Berkes remembers that her mother filled their home with singing and her grandfather told stories, further shaping her as a writer-to-be. One summer when Berkes was nine or ten years old, she and her friends wrote, directed and starred in a musical play in her backyard. In high school, she wrote for the school newspaper and in college she wrote her first picture book for a creative writing class. Before Berkes turned to writing as a profession, she founded a nursery school where she taught for several years, directed children’s musical theater in the summer, wrote press releases and transcribed sermons as Norman Vincent Peale’s media director, and moved to Florida and became a children’s librarian for the Florida Public Library.
In Florida Berkes found time to write, and stumbled on an idea while listening to the frogs in her backyard pond serenade her each evening. “The singing of the frogs was amazing to me,” she says. Taking full advantage of the library in which she worked, Berkes researched the various frog species and their specific songs. They became her cast of characters in her first book, Marsh Music. The book ends with birds singing their dawn chorus to the rising sun.
Berkes next began work on Seashells by the Seashore after a trip to Florida’s Sanibel Island yielded a wide array of fascinating shells. But a comment by a student at a school visit planted the seed for a companion book to Marsh Music. The child said, “Now I know what your next book is going to be,” but Berkes was slow to catch on wondering how the child could possibly know about the seashells book. “Birds!” the child said, and the proverbial light bulb glowed. Berkes recorded morning bird song on her pond, researched the bird species, and wrote Marsh Morning completing the circle with frogs tuning up for their evening concert.

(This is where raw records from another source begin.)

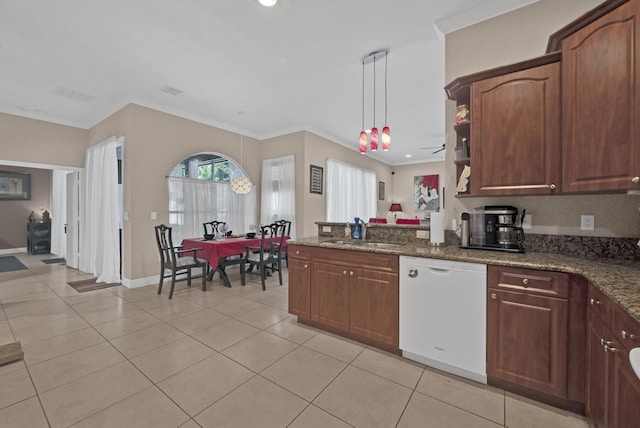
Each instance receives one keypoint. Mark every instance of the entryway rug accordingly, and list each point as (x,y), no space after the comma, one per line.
(51,261)
(10,263)
(90,285)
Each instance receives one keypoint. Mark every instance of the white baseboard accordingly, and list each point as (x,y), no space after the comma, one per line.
(13,250)
(141,282)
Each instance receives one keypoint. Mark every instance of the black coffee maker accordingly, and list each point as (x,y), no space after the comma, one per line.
(496,227)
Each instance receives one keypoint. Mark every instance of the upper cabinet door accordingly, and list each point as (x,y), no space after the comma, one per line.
(601,103)
(515,147)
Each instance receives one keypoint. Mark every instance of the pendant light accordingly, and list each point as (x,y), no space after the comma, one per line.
(386,133)
(362,142)
(241,185)
(375,137)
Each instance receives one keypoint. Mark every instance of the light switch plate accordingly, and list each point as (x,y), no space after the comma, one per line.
(587,222)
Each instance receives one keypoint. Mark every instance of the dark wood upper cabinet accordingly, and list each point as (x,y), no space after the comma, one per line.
(539,128)
(601,103)
(515,146)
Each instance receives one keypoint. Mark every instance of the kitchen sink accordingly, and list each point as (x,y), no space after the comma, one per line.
(367,244)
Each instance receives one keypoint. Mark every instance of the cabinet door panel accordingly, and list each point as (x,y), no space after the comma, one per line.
(299,287)
(601,103)
(597,370)
(373,302)
(330,295)
(515,147)
(527,340)
(625,401)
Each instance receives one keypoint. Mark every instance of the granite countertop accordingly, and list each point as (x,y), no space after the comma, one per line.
(618,279)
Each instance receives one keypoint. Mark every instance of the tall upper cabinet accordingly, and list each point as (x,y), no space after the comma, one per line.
(601,103)
(566,122)
(514,128)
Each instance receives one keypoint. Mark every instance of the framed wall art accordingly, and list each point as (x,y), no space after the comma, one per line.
(426,191)
(15,185)
(315,185)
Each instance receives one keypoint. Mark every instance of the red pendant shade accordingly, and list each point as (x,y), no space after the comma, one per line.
(374,139)
(362,143)
(395,208)
(386,139)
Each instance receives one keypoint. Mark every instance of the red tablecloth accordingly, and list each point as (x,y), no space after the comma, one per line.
(221,247)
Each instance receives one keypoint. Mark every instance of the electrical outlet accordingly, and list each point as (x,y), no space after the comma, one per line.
(587,222)
(422,234)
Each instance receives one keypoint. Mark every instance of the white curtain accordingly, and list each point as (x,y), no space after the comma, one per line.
(58,213)
(279,191)
(99,216)
(193,202)
(351,192)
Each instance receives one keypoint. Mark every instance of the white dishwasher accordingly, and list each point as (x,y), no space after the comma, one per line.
(443,316)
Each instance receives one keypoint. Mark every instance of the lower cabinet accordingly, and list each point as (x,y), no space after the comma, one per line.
(352,293)
(613,390)
(299,268)
(535,334)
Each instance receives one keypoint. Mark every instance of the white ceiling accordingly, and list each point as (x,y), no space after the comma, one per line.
(259,71)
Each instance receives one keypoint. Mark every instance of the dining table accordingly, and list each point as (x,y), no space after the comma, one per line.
(218,252)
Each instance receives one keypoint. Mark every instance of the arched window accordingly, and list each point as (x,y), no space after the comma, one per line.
(200,191)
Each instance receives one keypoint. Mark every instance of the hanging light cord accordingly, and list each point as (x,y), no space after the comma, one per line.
(386,62)
(374,91)
(363,94)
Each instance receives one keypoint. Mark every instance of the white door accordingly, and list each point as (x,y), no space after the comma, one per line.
(73,226)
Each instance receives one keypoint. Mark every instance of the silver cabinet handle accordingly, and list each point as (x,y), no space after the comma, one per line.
(627,335)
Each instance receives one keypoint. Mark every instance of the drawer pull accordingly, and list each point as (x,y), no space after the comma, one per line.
(626,335)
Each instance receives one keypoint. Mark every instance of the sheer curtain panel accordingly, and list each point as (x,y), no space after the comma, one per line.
(99,216)
(278,200)
(351,192)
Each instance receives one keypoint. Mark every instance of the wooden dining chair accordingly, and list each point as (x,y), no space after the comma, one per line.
(177,261)
(267,257)
(286,230)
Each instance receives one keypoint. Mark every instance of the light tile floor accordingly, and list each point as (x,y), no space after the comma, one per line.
(227,357)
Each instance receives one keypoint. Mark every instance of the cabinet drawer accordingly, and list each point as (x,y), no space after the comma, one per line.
(626,328)
(600,304)
(532,281)
(299,252)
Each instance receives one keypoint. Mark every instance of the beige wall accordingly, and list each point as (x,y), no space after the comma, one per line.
(36,141)
(403,186)
(513,37)
(15,214)
(154,143)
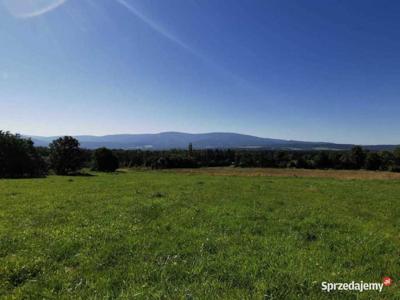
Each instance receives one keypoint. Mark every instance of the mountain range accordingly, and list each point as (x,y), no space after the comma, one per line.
(180,140)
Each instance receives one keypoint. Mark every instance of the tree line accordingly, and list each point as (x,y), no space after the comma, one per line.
(356,158)
(64,156)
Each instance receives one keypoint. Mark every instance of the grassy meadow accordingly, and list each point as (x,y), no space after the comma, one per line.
(197,235)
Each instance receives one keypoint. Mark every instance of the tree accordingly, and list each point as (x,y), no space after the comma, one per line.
(104,160)
(357,157)
(66,156)
(322,160)
(190,149)
(373,161)
(19,158)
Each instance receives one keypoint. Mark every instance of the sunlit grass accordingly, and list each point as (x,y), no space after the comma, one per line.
(153,235)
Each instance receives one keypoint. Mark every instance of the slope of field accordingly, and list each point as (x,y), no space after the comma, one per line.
(171,235)
(335,174)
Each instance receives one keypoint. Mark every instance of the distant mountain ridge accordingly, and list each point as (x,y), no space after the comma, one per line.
(181,140)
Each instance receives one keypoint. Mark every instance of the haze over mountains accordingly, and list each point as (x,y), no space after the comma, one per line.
(180,140)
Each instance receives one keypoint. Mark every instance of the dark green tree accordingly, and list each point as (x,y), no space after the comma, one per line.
(357,157)
(373,161)
(19,158)
(66,156)
(104,160)
(190,149)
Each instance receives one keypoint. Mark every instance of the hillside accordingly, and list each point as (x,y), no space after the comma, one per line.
(180,140)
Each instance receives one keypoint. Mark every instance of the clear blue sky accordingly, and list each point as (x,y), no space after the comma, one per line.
(305,70)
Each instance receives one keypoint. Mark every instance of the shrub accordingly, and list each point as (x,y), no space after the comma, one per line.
(104,160)
(19,158)
(66,157)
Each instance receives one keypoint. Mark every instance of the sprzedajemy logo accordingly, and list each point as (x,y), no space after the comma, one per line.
(356,286)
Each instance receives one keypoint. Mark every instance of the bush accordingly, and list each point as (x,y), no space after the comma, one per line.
(104,160)
(66,157)
(19,158)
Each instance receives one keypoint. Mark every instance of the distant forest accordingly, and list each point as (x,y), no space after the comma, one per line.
(64,156)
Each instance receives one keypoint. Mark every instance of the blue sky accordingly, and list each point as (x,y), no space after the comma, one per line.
(305,70)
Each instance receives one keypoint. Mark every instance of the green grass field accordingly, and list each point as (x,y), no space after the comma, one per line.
(170,235)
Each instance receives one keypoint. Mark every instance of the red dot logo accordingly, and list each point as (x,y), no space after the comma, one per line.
(387,281)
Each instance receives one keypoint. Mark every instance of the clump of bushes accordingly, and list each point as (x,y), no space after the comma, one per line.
(104,160)
(66,157)
(19,158)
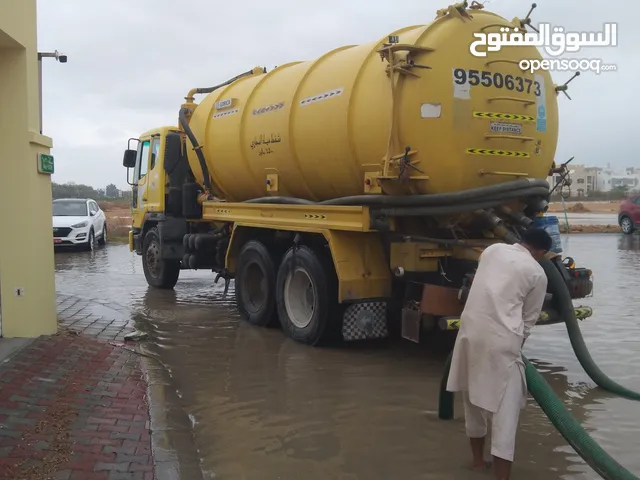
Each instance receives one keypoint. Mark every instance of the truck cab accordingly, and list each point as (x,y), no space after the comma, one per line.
(155,233)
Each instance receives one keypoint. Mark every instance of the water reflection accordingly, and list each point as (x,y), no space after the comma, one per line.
(265,407)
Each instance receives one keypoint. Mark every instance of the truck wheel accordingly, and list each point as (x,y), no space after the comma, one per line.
(306,296)
(159,272)
(255,283)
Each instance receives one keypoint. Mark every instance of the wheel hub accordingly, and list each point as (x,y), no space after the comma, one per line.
(300,298)
(254,288)
(153,255)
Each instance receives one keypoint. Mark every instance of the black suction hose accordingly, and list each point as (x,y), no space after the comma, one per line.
(479,204)
(182,117)
(228,82)
(495,194)
(439,198)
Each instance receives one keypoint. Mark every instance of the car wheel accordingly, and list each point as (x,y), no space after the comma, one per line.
(159,272)
(627,225)
(306,297)
(255,285)
(91,241)
(103,237)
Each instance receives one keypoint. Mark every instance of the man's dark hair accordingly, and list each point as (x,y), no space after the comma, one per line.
(538,239)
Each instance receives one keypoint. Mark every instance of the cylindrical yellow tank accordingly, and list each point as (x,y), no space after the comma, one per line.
(321,129)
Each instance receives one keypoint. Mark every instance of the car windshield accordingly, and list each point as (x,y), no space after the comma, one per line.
(69,209)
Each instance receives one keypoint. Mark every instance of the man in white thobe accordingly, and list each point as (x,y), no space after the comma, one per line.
(504,303)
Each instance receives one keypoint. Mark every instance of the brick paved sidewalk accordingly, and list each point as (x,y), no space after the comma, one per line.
(71,408)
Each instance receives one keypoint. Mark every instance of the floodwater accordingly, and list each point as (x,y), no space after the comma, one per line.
(589,218)
(264,407)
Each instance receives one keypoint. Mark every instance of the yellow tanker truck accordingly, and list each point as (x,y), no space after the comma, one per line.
(351,196)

Over in the Ocean, in a Coral Reef is a fresh twist on an old song. During story time at her library, Berkes remembers singing “Over in the Meadow” with her young patrons. At the time a save-the-ocean poster graced the library walls and another seed was planted. Berkes used the rhythm and rhyming pattern of the song, and situated her story in a new habitat. Three other Over in the… books have been published, focusing on the rainforest, the Arctic and Australia, each carefully researched and vetted by expert naturalists. The newest one, Over in the Forest: Come and Take a Peek!, will be published in 2012.
Remember the picture book Berkes wrote in college? She submitted it to several publishers at the time, but they rejected it because the layout design was too advanced for book-making technology of the day. She never gave up on the idea, though, and read it to her students for several years. Now that creative paper-cut designs can be incorporated into children’s books, Berkes’ college project What’s in the Garden? will be published in 2013.
Generally, Berkes tries to be organized and keep regular business hours in her approach to creating a new book, but admits that her process sometimes defies organization. “I’m haphazard,” she says. “I’m embarrassed to tell you that, but sometimes I get my best ideas in the middle of the night. Sometimes I start writing after dinner.” With every book, however, Berkes tries to remember what it is like to be a kid. “I want to fascinate kids about the world around them without being didactic,” she says, using David Sobel’s quote as a guide: “…let us allow [children] to love the earth before we ask them to save it.”
In every book and school visit, Berkes’ love for children shines through, but she also admits to worrying about children today because they are growing up too fast. “How can you be six if you haven’t even been five?” she asks.